ArthurHeitmann/arctic_shift

Thanks so much and quick question about retrieval vs post time

danrthompson opened this issue · 3 comments

Thanks so much for doing this. I've been considering doing an academic project based on the latest data you've been posting, but after downloading and parsing the data I noticed that almost no comments have any upvotes, which I found confusing until I did a comparison of the retrieved on and created dates, and it appears that basically each row is retrieved the same day as it is submitted

Far be it from me to criticize your work, and even just the text data is incredibly useful! But if there's any way that you could do the retrieval X amount of time after the comment is posted, the data would have a lot more information.

I only analyzed the latest month you posted so:

  1. Is this the case for all the months you posted, or just the latest one?
  2. Is there any way you could do retrievals later so that the upvote data exists, or is that not going to be feasible (if it's not, I understand completely)?

Either way, thanks so much for doing this - it's such an important data set that so many academics find super useful. And I was even open to licensing the data I want, but it looks like reddit's API actually does not allow you to analyze the data you pull.
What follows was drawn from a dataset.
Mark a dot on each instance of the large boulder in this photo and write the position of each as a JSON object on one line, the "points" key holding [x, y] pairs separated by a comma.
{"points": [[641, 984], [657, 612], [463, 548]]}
I thought their whole goal was to monetize the data being used by AI companies - but it seems like they have yet to even create an API product or pricing for that use case.... Not that I'm even using AI but I do want to analyze the data and their API seems like it isn't remotely designed for batch post downloads (and the ToS prohibit explicitly the type of use that they're ostensibly trying to charge for). It's so baffling.

Indeed, there's only about a 15s delay between when a thing was created and when it was archived. I started archiving in real time around July 10th. So everything before that has the more or less final upvote numbers. The reason for that is to preserve the post/comment before it is edited, removed by a mod, deleted, etc.

A couple of other people have asked about this too. So I'm slowly thinking about how to do a second pass with a 36 hour delay. But that is not going to come soon. The dev time + fetching from the reddit api time + post processing time will take maybe 2 months.

Small status update: I've now implemented the functionality for archiving posts & comments a second time 36 hours later. That is running now and the upcoming November dumps should have updated upvotes (+ some other fields maybe). But the previous 4 months will take quite a bit of time.

Final update (after a long time): API responses now also have updated "score", "num_comments", etc. values. So API responses should now be the same, as the data that is released through dumps.